YOKOHAMA, Japan — When the skin care company Shiseido opens its 76,000-square-foot “global innovation center” in this city 20 miles south of Tokyo to the public next week, there will be a grand S-shaped staircase for the taking of selfies; a terrace on the 15th floor, also ideal for selfies; and a theater for lectures and demonstrations, which, presumably, will show up in the background of many selfies.
A global innovation center tailored for social media, or S/PARK, as Shiseido is calling this complex of research labs and public space, is part of a many-layered rebranding underway for the 147-year-old maker of skin care, makeup and perfume.
While the West has gone mad for Korea’s K-Beauty, deploying snail serum face masks at sleepovers and on #selfcaresundays, J-Beauty isn’t exactly a global phenomenon. Shiseido, which has 46,000 employees around the world and is aiming for sales of $11.6 billion by 2020, would like to change that.
“Japanese beauty has more to do with, if I may get a little philosophical, searching for the truth,” said Daniel Bruzzone, a senior vice president of marketing for the company. “You will find the Japanese more scientific and concerned with technology than the very cool, attention-grabbing, colorful and playful K-Beauty.”

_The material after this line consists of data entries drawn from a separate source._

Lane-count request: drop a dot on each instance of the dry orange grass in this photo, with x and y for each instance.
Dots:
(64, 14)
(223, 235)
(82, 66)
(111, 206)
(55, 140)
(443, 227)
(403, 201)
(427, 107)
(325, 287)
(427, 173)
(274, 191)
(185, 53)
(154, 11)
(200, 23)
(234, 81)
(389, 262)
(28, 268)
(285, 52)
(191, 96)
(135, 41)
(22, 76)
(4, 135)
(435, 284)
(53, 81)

Shiseido was founded in 1872 in Tokyo’s Ginza district, the Silicon Valley of its day. (The first Shiseido shop, modeled after a Western apothecary, is said to have introduced toothpaste to Japan.)
The company’s name means “virtue of the earth,” and even as it has expanded, acquiring brands including Nars, Bare Minerals and Laura Mercier, it has largely abided by the ethos of its first president, Shinzo Fukuhara: “Let the product speak for itself.”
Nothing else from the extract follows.